La hegemonía de los Burros Blancos del Instituto Politécnico Nacional sobre los Pumas de la Universidad, en materia presupuestaria, ha sido clara y contundente en el actual sexenio.

En medio de la feroz crisis económica que vive el país y, en general, las naciones del tercer mundo, los emolumentos de los universitarios han sufrido una importante caída de poder adquisitivo y los programas de docencia e investigación se han visto restringidos en base a recortes del presupuesto.

Gracias a que el actual jefe del Ejecutivo es egresado del IPN, los apoyos al Instituto que fundara el general Lázaro Cárdenas han sido, aunque bien merecidos, proporcionalmente mayores que los destinados a la UNAM, la cual actualmente vive en desventaja.

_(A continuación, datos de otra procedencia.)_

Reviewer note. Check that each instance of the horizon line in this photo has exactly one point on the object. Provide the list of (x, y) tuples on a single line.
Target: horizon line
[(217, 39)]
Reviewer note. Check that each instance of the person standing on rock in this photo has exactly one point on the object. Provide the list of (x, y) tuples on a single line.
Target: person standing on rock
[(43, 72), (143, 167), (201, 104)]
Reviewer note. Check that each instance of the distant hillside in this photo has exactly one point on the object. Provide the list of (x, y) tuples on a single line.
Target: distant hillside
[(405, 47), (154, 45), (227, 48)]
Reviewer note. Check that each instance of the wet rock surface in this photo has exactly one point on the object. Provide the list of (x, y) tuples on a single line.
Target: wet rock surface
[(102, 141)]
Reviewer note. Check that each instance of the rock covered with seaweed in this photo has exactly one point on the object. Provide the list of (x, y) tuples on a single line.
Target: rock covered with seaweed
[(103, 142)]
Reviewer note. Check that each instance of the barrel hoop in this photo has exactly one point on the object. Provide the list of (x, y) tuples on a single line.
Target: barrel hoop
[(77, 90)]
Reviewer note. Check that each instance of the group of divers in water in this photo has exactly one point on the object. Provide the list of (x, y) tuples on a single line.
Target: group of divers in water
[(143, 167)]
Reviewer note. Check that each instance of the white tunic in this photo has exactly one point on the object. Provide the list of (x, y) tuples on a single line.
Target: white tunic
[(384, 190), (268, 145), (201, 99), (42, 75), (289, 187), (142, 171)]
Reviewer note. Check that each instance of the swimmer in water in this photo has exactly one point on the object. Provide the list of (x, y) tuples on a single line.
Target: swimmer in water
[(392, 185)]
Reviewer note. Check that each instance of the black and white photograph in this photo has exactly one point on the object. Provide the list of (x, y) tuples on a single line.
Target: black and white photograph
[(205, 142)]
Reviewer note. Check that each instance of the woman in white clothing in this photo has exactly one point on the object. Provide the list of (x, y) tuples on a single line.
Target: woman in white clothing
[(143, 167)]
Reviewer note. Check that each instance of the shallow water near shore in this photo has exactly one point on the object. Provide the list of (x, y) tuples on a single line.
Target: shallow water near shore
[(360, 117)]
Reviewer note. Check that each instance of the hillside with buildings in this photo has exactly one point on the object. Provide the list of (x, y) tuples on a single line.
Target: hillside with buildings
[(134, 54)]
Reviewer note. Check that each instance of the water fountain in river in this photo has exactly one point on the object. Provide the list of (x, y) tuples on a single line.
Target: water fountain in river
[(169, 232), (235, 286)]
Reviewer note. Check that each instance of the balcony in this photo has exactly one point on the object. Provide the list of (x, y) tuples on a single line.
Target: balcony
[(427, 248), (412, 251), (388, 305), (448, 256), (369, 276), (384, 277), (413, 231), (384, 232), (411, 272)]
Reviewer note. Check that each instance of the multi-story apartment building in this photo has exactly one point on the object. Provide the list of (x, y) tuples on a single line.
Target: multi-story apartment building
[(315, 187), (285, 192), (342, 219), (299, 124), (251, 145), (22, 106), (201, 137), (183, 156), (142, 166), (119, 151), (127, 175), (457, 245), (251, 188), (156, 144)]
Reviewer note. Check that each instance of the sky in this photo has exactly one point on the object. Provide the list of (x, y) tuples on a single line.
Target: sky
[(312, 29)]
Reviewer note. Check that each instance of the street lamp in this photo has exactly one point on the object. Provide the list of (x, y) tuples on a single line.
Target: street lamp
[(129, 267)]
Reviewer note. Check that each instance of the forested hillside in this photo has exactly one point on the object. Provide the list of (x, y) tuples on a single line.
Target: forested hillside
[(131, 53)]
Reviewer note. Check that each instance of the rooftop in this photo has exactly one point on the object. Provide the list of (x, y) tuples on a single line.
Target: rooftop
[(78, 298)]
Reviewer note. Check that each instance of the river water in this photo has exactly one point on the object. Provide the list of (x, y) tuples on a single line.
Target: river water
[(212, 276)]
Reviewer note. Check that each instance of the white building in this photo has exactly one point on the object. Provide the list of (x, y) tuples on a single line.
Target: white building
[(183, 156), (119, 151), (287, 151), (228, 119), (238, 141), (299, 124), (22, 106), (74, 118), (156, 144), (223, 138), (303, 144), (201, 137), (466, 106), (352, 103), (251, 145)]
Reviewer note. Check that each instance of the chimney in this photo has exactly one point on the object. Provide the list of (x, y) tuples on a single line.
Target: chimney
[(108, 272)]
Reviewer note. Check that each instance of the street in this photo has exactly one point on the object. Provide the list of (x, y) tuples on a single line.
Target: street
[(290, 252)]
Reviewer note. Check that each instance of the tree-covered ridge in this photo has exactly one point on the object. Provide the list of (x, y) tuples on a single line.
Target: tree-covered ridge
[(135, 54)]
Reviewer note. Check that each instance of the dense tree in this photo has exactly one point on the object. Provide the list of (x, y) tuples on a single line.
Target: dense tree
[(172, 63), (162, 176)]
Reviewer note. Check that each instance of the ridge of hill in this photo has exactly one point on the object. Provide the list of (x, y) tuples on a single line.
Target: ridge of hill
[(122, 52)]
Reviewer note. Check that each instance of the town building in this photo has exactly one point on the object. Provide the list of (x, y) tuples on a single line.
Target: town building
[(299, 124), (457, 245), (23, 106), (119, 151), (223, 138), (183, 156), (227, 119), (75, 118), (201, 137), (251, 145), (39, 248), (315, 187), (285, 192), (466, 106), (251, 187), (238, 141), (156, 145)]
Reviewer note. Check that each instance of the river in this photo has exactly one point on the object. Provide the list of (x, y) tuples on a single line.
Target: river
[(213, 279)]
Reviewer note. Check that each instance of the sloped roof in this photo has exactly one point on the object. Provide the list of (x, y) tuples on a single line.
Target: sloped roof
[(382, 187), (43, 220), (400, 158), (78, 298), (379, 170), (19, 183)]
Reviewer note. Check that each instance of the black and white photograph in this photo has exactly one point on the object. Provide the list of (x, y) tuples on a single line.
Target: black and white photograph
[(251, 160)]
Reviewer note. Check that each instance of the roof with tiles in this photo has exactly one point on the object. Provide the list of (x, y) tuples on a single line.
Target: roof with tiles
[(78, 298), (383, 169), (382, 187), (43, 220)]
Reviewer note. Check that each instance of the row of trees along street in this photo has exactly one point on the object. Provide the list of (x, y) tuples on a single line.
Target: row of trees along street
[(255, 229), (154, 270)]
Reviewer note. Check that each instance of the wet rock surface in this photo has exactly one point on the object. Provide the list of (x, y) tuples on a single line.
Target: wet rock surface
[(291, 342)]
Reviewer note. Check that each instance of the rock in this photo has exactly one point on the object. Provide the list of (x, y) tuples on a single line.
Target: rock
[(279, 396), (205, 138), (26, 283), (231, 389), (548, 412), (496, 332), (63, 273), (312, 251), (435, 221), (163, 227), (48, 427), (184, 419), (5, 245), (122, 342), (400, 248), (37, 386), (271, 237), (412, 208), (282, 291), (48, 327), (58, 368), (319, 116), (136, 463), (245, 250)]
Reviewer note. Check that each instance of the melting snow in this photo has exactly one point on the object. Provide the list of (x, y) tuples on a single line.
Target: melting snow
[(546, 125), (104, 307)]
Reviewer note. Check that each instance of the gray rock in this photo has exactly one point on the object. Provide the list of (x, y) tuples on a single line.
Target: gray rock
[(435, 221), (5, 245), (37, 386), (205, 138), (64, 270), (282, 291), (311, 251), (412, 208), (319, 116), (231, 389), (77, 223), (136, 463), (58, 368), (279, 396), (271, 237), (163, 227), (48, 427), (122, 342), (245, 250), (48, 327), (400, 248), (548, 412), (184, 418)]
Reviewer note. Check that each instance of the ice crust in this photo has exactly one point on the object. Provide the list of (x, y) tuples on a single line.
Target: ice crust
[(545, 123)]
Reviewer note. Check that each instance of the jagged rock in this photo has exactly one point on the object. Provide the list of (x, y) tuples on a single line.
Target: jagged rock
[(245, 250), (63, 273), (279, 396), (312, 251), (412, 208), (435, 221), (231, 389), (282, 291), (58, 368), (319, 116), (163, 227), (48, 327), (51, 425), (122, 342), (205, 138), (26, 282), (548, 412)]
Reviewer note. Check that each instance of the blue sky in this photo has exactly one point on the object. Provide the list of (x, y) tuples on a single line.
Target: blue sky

Como si lo anterior fuera poco, el atentado que sufrieran hace unos meses las intalaciones de laboratorio de investigación bioquímica en la UNAM, mismo que fue dirigido a restarle poder de investigación a nuestro país y cuyos beneficiarios fueron laboratorios farmacéuticos transnacionales, marcó un importante retroceso en proyectos vitales para el desarrollo y producción de algunos tipos de vacunas, destinadas a satisfacer demandas específicas del sector salud. Así que, como para estar a tono con el tiempo de lluvias, a la UNAM le llueve sobre mojado.

Por otra parte, en breve se inicarán las pláticas formales entre las autoridades administrativas de la gran casa de estudios y los representantes del STUNAM, quienes demandan, para empezar un incremento salarial del 70%, para terminar, como ha sido los últimos años, en un aumento inferior al 20%. Lo cual si bien es el tope de la política económica oficial, continuará creando una sensación de injusticia entre el gremio trabajador. Al mismo tiempo, la autoridad administrativa universitaria se verá forzada a acudir a prácticas poco ortodoxas, como el otorgamiento de privilegios a líderes sindicales para mantener el control.